The misconfiguration that quietly removes you from AI answers

The common mistake is a single line copied from a “block AI bots” snippet that disallows the search-index crawler along with the training one. A site decides it does not want to feed model training, reaches for a blanket block, and takes OAI-SearchBot or PerplexityBot down with GPTBot. Training and citation are different decisions. You can refuse training and still want every search crawler through, because being in the training set and being a citable source in a live answer are not the same thing and rarely call for the same rule.

The reverse trap is quieter. A site allows everything, assumes it is fine, and never notices that a CDN or firewall rule is returning errors to OAI-SearchBot while GPTBot sails through. The only way to know is to check what each individual token can actually reach, which is what our robots.txt AI bot checker does, and why we argue that crawl access is the first thing to verify before any other AI visibility work.

How to verify a bot is actually who it claims to be

A user-agent string is trivial to spoof, and plenty of scrapers wear a GPTBot or Googlebot label to look legitimate, so Google explicitly warns not to trust the string alone. Every major vendor gives you two stronger checks: reverse DNS on the source IP, and a published list of official IP ranges you can match against.

  • OpenAI publishes its ranges as JSON, including openai.com/searchbot.json for OAI-SearchBot, with separate files for GPTBot and ChatGPT-User.
  • Anthropic lists every bot IP at claude.com/crawling/bots.json.
  • Perplexity publishes perplexity.com/perplexitybot.json and a separate file for Perplexity-User.
  • Google verifies through reverse DNS to googlebot.com or google.com and a published IP range list.
  • Apple uses reverse DNS in the applebot.apple.com domain plus a CIDR list at search.developer.apple.com/applebot.json.

The reliable rule: match the source IP against the vendor’s published list or its reverse DNS, and treat the user-agent string as a label, not proof.

How to decide what to allow

For most brands that want AI visibility, the answer is short. Allow every search-index crawler without exception, because those are the ones that decide whether an assistant can cite you. Allow the on-demand fetchers too, since blocking them only hurts you when a real user is asking about your brand. Training is the one genuine choice: if you do not want your content training models, disallow the training crawlers and the control tokens, and leave the search and fetch agents alone. Make that one decision deliberately, write the rules per token, and then verify them, because a robots.txt that looks right and a robots.txt that an AI crawler can actually follow are not always the same file. The companion move is a clean llms.txt once access is sorted, and our robots.txt checker to confirm each token resolves the way you intended.

Allowing a crawler is only the first half of the picture.

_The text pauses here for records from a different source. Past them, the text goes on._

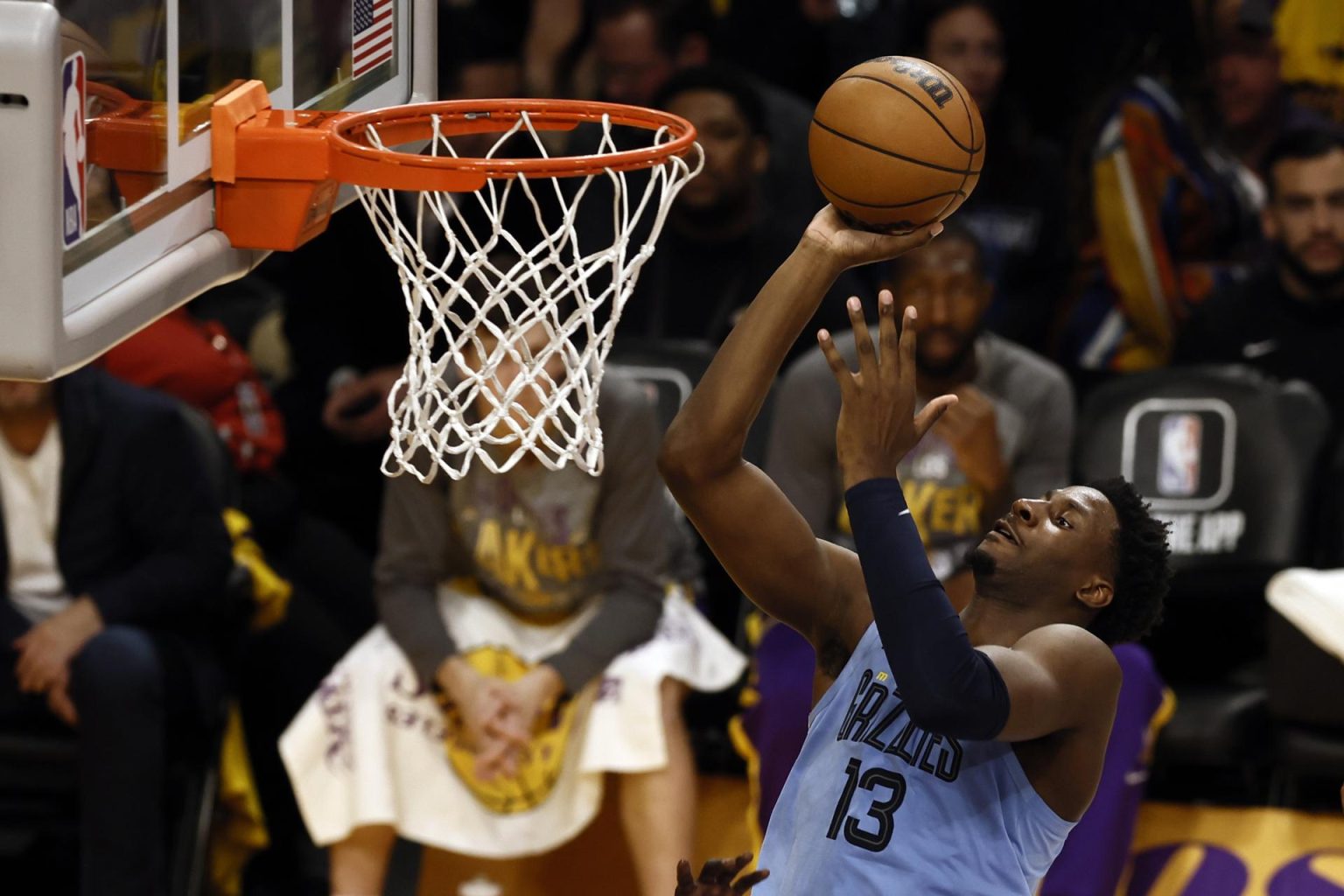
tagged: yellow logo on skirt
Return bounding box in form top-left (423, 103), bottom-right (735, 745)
top-left (444, 646), bottom-right (577, 816)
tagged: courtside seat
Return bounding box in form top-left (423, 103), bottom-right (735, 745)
top-left (0, 404), bottom-right (251, 896)
top-left (1269, 598), bottom-right (1344, 806)
top-left (1076, 366), bottom-right (1329, 788)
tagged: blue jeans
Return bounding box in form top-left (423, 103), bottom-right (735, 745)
top-left (0, 599), bottom-right (208, 896)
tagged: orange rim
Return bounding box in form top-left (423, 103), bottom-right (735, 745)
top-left (331, 100), bottom-right (696, 188)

Which index each assistant actually reads decides how you then get into it, and that differs by engine, ChatGPT on Bing, Claude on Brave, Perplexity on its own. We map all of it, with the submission path for each, in which search index each AI assistant reads.

Last reviewed June 2026. AI crawlers change often; the vendor documentation linked above is the source of truth, and we re-check these tokens each quarter.